On March 7, 2018, the Equal Employment Opportunity Commission filed a complaint asserting sex discrimination against a North Carolina rehabilitation and nursing center on behalf of two nursing assistants. The Complaint arose from how the facility handled nursing assistants with job limitations due to pregnancy. The facility’s only job limitations policy provides for accommodations for employees with medically-imposed work restrictions from workplace injuries and illnesses. That policy does not apply to pregnancy-related, medically-imposed work restrictions because pregnancy is not a workplace injury. At the facility, one pregnant nursing assistant received physician-imposed lifting restrictions and was placed on unpaid leave. Still pregnant, she was terminated at the end of the leave period because the lifting restrictions remained in force. The second pregnant nursing assistant continued to work with physician-imposed lifting restrictions, and the facility terminated her because she could not obtain a withdrawal of the restrictions. The common thread was that both nurse assistants were terminated because of medically-imposed lifting restrictions due to pregnancy, not due to work injury or illness.
The EEOC’s Complaint invoked the Title VII sex discrimination prohibition, stating that work restrictions for non-pregnant employees were accommodated and such restrictions for pregnant employees were not accommodated. The Complaint noted that the facility provided light duty work, mechanical lifting devices and assistance from co-workers for non-pregnant employees with work restrictions related to work injuries or illnesses. Those accommodations were unavailable to employees with work restrictions due to pregnancy.

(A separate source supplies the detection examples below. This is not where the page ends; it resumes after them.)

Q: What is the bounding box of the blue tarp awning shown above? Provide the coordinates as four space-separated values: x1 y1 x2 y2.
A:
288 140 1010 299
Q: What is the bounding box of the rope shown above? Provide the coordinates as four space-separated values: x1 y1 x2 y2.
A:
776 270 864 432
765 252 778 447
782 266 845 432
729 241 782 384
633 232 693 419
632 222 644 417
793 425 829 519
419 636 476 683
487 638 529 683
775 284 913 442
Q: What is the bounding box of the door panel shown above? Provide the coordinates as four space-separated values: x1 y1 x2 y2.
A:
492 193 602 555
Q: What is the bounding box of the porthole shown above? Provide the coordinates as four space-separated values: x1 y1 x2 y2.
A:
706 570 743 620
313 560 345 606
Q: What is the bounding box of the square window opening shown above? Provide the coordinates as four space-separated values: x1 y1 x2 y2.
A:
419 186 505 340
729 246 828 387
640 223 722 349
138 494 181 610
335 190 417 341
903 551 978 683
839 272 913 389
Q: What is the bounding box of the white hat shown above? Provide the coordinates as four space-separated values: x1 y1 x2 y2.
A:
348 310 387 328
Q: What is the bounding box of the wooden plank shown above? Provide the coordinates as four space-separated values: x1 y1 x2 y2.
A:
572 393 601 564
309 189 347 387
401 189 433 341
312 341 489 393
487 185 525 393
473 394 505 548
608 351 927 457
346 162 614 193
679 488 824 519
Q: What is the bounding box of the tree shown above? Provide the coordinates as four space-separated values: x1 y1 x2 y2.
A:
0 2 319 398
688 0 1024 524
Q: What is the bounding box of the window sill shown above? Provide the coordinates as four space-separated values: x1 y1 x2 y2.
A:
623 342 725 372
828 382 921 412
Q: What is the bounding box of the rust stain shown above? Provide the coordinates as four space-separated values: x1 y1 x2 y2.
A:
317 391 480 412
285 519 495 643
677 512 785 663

The seemingly perplexing aspect of this lawsuit is why it is considered a sex discrimination case. The accommodation policy for employees injured at work was applied equally to women and men who were injured at work. Thus, this is not a male-female comparison because women were covered by the accommodation policy as long as their medical condition was a work injury or illness.
The 1978 Pregnancy Discrimination Act added to the definition of “sex discrimination” medical conditions related to pregnancy. Pregnant employees must be treated the same for all employment-related purposes as nonpregnant employees. This includes treatment under policies related to medically-imposed job restrictions.
But for the North Carolina facility, its policy applies only to work injuries or illnesses, accommodations for which are available to pregnant women. If a pregnant person suffers a work injury or illness, the policy would apply to the medically-required restrictions related to the work injury or illness. With the policy being facially neutral and applying to both pregnant and non-pregnant employees, the exact discrimination is unclear.
So, the final question is whether the policy carves out pregnancy-related medical conditions for different treatment. It does not. There are a multitude of medical conditions that are not caused by workplace injuries or illnesses that will be excluded from accommodations under the North Carolina facility’s policy. Thus, pregnancy-related medical conditions are not being singled out for different treatment under the policy. Pregnant employees are being treated the same as employees who suffered temporary injuries from an automobile accident, which were also not job-incurred medical conditions.
A recent United States Supreme Court case involving a major delivery company grappled with a similar disability accommodation policy. 1 The Court identified as evidence of discrimination the multiple company policies that accommodated a variety of medical conditions, with the exception of pregnancy. Thus, the discrimination is not whether pregnant workers are treated the same as non-pregnant workers under the same disability accommodation policy. The discrimination is whether the overall policies of the employer carve out pregnancy from the medical conditions warranting an accommodation policy.
This is the classic not seeing the forest for the trees analysis. At first blush, there does not appear to be a case for pregnancy discrimination against the North Carolina facility. However, looking at the forest may yield a different conclusion.
1 Young v. United Parcel Service, Inc., 135 S.Ct. 1338 (2015).